> Yes, I run Go on native Plan9,

Go breaks away from a number of traditions that have long become
obsolete and that is its main merit.  The price is not only in having
to adjust to the change, but also in some sacred cows being
slaughtered in the process.

But Go also opens the door to better ways of doing things.  The build
system, raw as it still is, is streets ahead of any conventional build
system, but it is tightly coupled to the language.  Portability across
platforms is much easier, in the Plan 9 tradition, but requires a set
of build tools ([568][ac]) that users are not familiar with and [568]l
becomes the new bottleneck, to many users' surprise.
Cross-development - my favourite feature - becomes much easier, but I
am having a great deal of trouble getting my head around all the
complications it brings with it.

Philosophically, Plan 9 has rattled the proverbial cage and Go is an
earthquake by comparison.  The outcome is still to be evaluated.  But
not everyone is going to see it in the same way.

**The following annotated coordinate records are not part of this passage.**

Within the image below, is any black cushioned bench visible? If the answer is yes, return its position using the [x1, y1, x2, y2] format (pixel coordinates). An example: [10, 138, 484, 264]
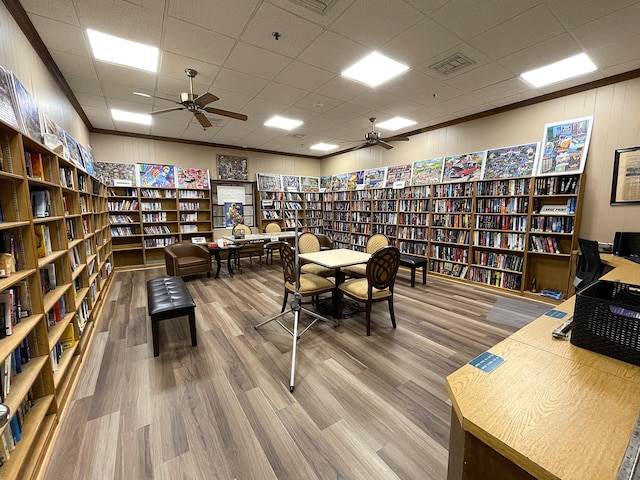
[147, 277, 198, 357]
[400, 255, 427, 287]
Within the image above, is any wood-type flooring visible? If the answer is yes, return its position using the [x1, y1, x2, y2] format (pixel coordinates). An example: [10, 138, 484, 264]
[43, 259, 552, 480]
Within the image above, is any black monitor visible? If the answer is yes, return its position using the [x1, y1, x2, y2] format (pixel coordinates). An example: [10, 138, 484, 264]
[613, 232, 640, 257]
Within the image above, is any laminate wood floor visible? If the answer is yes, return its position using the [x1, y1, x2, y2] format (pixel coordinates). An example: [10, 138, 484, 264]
[44, 260, 552, 480]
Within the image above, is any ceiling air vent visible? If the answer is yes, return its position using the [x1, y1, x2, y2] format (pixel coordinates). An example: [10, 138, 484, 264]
[429, 53, 476, 75]
[289, 0, 336, 15]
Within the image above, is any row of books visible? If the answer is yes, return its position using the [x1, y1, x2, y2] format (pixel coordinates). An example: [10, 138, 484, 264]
[473, 250, 524, 272]
[430, 245, 469, 263]
[533, 175, 578, 195]
[107, 200, 138, 212]
[476, 215, 527, 232]
[0, 280, 32, 338]
[476, 197, 529, 215]
[529, 235, 563, 253]
[531, 216, 575, 233]
[473, 231, 526, 250]
[469, 267, 522, 290]
[476, 178, 530, 196]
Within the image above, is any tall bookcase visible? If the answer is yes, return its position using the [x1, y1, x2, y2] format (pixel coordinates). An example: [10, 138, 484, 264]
[258, 174, 584, 298]
[0, 124, 112, 479]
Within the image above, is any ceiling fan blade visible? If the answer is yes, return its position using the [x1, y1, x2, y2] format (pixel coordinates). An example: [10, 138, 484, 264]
[381, 137, 409, 142]
[193, 92, 219, 107]
[193, 112, 211, 128]
[149, 107, 184, 115]
[203, 107, 249, 122]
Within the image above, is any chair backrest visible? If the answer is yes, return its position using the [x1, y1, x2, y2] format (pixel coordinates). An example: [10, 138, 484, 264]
[367, 245, 400, 291]
[234, 223, 251, 235]
[264, 223, 282, 233]
[298, 232, 320, 253]
[367, 233, 389, 253]
[574, 238, 602, 290]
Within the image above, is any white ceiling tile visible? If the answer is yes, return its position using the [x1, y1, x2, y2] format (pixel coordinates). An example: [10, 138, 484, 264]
[468, 5, 563, 60]
[447, 63, 513, 93]
[298, 31, 371, 73]
[75, 0, 163, 47]
[20, 0, 80, 26]
[241, 3, 322, 57]
[224, 42, 291, 80]
[274, 61, 335, 91]
[167, 0, 261, 37]
[161, 17, 235, 65]
[30, 15, 91, 57]
[258, 82, 309, 105]
[379, 18, 461, 67]
[546, 0, 638, 28]
[331, 0, 423, 49]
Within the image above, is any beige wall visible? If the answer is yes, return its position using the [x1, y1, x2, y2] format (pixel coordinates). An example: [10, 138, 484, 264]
[322, 79, 640, 242]
[0, 3, 89, 145]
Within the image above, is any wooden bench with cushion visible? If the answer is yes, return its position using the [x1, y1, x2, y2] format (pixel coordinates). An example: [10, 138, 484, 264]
[147, 277, 198, 357]
[400, 254, 427, 287]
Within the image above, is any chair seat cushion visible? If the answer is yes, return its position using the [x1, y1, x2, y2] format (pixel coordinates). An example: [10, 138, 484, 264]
[342, 263, 367, 278]
[284, 273, 335, 295]
[178, 256, 211, 268]
[300, 263, 336, 277]
[338, 278, 391, 301]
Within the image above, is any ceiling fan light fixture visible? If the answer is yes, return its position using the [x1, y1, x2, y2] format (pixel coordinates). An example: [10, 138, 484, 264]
[87, 28, 159, 73]
[376, 117, 416, 131]
[341, 52, 409, 87]
[309, 142, 338, 152]
[111, 108, 151, 125]
[264, 115, 304, 130]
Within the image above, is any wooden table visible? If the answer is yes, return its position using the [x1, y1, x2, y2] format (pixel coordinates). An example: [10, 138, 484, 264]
[446, 255, 640, 480]
[298, 248, 371, 318]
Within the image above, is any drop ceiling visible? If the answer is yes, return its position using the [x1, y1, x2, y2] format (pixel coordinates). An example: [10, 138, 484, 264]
[13, 0, 640, 156]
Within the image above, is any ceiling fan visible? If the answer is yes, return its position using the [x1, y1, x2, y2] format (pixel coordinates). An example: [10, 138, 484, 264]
[149, 68, 248, 128]
[353, 117, 409, 150]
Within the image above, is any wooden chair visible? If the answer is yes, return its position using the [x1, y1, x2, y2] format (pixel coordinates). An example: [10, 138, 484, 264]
[298, 232, 336, 277]
[264, 222, 287, 265]
[338, 246, 400, 335]
[342, 233, 389, 278]
[280, 244, 335, 312]
[234, 223, 264, 265]
[164, 243, 211, 277]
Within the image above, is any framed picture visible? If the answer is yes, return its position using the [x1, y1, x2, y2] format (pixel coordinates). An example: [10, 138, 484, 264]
[611, 147, 640, 205]
[218, 155, 249, 180]
[535, 116, 593, 176]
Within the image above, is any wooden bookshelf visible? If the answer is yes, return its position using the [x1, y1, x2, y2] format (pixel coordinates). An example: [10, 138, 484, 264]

Of relevance here is that if Rob and Russ and Ken had let
considerations such as pampering slow hardware, we'd have a different
language and many features would not be available.  At the same time,
the need for a slim version of Go will grow with acceptance of the fat
model and then people like Kurt may be inspired to restore in the
linker the ability to trim libraries of unused modules (don't hold
your breath!).

If the Go developers had started from the other end, as I would have
been tempted to do, the outcome would definitely look nothing like
what we have.

The nice bit is that there are enough people out there to consider
such options and some of them are actually willing to publish their
efforts.

The people who insists that ONE tool should encompass all these
options are those who are too unproductive to do it themselves and
fail to see that no-one owes them.

In my other life managing a backpackers, I see way too many young
people who seem to think that our generation somehow owe them
something they are able but not willing to seek for themselves.  I
could tell you where most of them seem to come from, but I'm sure that
would be unfair to all those they leave behind while spending money
they did not earn to travel in comfort around the world.

++L

PS:     Gorka is making amazing progress with the plan9/arm port and the
        reason I know is that I've just tested his latest efforts on the
        Sheevaplug and the present obstacle does not seem unsurmountable -
        but it is very real, so "it's not working yet".  Watch golang-dev
        on Google Groups for updates.